1. her geçen gün daha da kötüye gittiğimizin işareti olan saldırı.

    ırak işgal edildiğinde 13 yaşındaydım. işgal sonrası ortaya çıkan kaosun sonucu olarak türlü silahlı gruplar ortaya çıkmış, birbirleri ile mücadeleye girişmişti. haberlerde sürekli bağdat'ta intihar saldırısı, kufe'de camiye saldırı, necef'te çatışma vb haberleri gelirdi. o zaman düşünürdüm "bu insanlar nasıl yaşıyor yahu?" diye. yani sen sivil bir insansın, bir tarafın silahtarlığını yapmıyorsun, camiye ya da lokantaya gidiyorsun, sonra güm... ıraklı olsam herhalde korkudan dışarı adımımı atmam, evden de kimseyi dışarı çıkarmam diye düşünürdüm. internetten ingilizcemi geliştirmeye çalıştığım dönemlerde ıraklı, filistinli insanlara sorardım "nasıl yapıyorsunuz?" diye, "yapıyoruz bir şekilde" derlerdi. allah allah derdim, böyle yaşanır mıydı ki? yaşanıyormuş, buna yaşamak denirse tabi...

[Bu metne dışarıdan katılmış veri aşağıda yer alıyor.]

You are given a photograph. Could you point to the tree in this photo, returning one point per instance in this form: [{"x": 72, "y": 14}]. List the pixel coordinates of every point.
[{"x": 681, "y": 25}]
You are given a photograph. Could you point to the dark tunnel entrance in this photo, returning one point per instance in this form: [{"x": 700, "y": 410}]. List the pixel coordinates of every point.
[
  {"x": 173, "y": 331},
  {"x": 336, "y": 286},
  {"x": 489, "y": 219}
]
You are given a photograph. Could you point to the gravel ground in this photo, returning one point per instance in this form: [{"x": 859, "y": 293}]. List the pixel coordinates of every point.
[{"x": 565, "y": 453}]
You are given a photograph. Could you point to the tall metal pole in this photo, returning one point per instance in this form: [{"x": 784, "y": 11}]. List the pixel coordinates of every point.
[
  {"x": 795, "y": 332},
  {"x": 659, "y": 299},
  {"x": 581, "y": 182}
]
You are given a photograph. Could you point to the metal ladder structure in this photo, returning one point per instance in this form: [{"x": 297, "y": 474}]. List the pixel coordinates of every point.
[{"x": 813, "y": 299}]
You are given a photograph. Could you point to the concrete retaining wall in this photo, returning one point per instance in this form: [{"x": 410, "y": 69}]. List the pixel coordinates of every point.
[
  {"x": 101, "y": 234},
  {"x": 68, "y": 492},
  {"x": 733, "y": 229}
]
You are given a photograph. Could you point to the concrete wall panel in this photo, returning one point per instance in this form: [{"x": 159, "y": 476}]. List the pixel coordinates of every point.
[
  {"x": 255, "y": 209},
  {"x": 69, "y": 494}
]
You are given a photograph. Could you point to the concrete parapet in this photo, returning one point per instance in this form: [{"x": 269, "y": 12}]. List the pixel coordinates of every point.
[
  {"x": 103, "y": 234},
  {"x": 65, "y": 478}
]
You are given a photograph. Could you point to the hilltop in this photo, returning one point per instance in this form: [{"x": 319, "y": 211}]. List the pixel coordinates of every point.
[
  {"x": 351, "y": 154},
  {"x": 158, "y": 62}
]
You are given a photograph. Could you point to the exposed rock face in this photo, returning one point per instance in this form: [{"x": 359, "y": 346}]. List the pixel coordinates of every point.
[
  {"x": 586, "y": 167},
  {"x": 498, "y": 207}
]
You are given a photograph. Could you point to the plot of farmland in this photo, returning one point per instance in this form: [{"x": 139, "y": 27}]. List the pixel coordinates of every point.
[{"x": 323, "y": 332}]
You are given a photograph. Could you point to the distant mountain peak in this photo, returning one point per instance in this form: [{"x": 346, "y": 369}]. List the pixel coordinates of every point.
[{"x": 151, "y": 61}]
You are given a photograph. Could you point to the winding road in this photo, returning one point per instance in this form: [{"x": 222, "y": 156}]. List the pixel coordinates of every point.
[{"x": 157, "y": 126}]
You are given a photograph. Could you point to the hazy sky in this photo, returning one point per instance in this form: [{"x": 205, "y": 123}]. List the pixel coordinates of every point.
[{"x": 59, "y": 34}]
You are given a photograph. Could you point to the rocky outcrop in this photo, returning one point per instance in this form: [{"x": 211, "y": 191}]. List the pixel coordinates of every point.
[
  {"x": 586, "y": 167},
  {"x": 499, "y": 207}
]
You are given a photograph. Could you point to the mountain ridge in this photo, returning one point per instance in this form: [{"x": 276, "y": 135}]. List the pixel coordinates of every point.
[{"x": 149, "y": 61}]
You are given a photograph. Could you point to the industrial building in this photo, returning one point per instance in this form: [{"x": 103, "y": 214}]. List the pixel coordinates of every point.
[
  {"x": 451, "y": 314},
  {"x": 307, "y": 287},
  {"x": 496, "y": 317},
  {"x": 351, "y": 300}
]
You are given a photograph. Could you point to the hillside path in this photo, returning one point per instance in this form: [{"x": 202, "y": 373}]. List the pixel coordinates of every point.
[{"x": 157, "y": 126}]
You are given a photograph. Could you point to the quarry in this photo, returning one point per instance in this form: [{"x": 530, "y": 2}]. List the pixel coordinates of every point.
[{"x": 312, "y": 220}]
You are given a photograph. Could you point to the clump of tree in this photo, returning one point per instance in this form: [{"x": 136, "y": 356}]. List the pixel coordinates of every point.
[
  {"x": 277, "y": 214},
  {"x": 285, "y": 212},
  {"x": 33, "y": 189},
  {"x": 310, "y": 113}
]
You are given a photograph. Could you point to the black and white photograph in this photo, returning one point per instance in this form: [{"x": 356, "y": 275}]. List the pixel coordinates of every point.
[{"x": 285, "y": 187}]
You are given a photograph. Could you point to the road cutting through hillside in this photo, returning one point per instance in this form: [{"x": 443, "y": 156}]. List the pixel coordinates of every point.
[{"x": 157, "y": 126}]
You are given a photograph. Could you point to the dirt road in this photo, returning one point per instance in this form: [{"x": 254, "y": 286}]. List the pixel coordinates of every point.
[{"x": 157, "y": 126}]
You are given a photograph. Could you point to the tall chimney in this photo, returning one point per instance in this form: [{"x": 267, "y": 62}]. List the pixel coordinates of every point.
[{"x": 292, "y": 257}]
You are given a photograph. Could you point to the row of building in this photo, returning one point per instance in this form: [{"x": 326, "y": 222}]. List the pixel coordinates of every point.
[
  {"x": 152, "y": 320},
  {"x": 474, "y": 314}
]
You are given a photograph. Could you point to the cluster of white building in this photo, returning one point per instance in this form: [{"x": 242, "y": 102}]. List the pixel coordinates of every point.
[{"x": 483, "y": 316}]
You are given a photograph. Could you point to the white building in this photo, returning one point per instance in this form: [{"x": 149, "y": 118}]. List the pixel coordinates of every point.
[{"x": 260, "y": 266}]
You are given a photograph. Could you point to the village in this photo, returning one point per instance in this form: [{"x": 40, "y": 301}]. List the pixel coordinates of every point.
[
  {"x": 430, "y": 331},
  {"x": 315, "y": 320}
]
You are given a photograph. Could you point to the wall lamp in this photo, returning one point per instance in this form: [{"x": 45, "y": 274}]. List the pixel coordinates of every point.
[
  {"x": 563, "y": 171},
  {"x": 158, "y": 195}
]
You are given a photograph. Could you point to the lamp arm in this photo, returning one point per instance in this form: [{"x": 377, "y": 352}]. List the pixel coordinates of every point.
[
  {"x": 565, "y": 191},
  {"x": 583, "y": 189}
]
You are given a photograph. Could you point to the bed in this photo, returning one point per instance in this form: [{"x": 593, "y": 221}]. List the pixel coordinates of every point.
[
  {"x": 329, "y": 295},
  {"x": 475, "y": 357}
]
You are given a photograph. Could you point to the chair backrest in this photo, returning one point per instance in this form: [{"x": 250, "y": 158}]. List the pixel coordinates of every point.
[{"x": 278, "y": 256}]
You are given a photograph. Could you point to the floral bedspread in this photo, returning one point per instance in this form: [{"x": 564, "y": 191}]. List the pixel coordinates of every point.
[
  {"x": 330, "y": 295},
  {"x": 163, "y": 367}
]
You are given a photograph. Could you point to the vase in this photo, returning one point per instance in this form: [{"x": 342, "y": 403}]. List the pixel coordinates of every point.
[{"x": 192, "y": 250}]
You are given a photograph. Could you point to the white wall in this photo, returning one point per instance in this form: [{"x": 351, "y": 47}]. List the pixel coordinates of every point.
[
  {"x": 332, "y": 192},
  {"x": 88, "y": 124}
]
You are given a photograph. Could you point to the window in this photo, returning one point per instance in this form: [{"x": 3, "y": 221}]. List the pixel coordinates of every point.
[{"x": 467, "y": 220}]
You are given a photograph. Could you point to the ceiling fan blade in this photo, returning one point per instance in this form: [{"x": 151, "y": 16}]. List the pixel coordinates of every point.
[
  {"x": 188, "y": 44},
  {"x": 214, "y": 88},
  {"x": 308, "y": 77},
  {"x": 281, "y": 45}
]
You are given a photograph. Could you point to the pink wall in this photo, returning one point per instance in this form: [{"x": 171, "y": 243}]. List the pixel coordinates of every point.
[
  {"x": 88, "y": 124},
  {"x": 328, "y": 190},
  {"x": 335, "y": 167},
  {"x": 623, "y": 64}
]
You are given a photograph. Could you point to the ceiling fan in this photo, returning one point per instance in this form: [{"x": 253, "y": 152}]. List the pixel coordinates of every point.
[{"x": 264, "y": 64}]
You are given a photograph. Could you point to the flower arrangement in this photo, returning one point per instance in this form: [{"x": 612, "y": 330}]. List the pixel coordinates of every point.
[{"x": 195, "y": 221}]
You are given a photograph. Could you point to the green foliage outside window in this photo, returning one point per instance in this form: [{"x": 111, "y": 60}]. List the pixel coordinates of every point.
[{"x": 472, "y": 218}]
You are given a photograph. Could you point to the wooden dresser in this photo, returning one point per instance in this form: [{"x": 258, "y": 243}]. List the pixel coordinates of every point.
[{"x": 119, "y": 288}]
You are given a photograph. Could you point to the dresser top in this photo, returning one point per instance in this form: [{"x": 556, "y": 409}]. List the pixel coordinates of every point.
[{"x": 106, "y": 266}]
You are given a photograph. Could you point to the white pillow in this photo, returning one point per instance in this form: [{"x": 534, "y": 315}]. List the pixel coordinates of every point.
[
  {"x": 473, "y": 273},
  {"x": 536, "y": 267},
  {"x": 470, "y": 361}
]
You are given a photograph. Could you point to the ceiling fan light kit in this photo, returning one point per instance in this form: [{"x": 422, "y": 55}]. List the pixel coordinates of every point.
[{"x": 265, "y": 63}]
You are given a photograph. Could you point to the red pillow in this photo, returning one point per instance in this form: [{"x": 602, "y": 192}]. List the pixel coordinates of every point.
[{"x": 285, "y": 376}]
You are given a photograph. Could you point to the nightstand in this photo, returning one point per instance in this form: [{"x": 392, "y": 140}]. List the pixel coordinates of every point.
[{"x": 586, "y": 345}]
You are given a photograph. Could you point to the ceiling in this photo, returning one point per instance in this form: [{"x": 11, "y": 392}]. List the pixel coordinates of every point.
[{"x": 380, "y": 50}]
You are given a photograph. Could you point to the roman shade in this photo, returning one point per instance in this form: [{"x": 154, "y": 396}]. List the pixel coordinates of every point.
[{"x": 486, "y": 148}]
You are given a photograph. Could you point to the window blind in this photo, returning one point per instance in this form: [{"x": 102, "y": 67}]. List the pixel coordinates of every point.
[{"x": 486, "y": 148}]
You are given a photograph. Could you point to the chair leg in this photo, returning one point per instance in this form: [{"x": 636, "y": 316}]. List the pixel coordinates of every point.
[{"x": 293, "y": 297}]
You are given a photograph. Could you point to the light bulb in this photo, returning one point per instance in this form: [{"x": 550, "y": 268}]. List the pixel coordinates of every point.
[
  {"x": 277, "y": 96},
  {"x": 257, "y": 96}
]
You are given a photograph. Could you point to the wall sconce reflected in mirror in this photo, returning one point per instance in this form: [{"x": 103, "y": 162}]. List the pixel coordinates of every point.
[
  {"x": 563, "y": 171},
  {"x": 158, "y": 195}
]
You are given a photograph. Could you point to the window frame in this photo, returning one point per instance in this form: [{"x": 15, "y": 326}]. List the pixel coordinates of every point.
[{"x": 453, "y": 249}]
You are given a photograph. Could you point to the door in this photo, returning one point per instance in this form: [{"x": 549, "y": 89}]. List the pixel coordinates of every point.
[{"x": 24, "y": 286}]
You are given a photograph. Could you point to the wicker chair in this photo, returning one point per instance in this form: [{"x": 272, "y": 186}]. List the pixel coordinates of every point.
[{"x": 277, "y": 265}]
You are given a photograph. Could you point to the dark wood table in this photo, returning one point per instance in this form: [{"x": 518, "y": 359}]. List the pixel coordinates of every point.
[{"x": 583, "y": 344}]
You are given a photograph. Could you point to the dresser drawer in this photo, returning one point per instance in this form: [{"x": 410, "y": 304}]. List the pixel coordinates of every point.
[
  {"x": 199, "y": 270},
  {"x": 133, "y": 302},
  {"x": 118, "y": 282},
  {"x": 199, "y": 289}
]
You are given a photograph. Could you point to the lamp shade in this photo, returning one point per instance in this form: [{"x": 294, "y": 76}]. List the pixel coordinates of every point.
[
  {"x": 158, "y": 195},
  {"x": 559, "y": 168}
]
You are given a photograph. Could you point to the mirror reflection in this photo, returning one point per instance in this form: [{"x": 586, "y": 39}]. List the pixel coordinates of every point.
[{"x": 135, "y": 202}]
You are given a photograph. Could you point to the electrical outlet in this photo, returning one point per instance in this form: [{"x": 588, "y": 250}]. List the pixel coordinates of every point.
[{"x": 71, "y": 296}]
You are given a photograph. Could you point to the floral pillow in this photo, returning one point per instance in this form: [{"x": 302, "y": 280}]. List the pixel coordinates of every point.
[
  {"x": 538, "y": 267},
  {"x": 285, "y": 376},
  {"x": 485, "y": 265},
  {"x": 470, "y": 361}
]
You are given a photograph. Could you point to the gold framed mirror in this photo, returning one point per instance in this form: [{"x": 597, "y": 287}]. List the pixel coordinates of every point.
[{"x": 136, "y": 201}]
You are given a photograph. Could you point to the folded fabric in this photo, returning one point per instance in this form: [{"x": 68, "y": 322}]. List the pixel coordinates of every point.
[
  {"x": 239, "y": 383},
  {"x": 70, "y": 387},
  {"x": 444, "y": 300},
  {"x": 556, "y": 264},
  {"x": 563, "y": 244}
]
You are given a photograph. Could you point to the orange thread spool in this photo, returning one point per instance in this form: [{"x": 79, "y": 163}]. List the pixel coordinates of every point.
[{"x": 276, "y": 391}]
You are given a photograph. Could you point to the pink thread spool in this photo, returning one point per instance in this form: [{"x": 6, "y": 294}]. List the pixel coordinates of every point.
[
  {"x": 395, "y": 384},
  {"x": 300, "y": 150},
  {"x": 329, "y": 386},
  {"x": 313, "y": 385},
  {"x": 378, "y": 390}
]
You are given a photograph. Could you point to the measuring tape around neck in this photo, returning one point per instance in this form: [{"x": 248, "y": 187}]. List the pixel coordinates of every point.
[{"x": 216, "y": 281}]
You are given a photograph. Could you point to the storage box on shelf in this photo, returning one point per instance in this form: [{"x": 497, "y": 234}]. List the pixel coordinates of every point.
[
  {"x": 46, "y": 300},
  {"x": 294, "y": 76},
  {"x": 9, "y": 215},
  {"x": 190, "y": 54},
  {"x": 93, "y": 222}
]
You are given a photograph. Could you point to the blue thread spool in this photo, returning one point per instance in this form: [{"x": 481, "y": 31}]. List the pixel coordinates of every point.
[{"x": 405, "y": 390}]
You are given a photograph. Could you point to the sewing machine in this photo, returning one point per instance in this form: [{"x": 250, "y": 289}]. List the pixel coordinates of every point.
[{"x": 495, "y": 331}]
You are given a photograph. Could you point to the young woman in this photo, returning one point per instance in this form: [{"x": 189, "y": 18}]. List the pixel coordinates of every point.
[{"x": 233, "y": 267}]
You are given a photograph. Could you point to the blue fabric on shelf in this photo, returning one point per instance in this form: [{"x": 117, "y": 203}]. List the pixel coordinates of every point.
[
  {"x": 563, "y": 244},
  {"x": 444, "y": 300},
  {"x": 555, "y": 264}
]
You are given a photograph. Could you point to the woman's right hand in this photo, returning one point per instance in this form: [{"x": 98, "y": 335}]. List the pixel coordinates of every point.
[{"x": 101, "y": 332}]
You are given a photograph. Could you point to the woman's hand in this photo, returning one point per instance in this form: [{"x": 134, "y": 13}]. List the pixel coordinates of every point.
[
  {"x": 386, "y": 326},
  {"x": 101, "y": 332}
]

    işin kötüsü alışıyor insanlar. bağırsak da çağırsak da, ortada ciddi ciddi normalleşme yoluna girmiş bir durum var. trafik kazası gibi oldu. mesela haberlerde "yolcu otobüsü devrildi, 12 ölü", "düğün dönüşü ailenin sonu oldu, 4 kişilik aileden canlı kurtulan yok" gibi haberleri duyduğumuzda "çk çk çk" demekten başka bir şey yapmıyoruz. bu saldırılar da öyle artık. çünkü saldırı yapıldığında kimlerin yaptığını, ne şekilde yapıldığını, kimlerin ne şekilde tepki göstereceğini, bizim ne şekilde tepki vereceğimizi az çok biliyoruz. yazılmış senaryoyu oynuyoruz işte.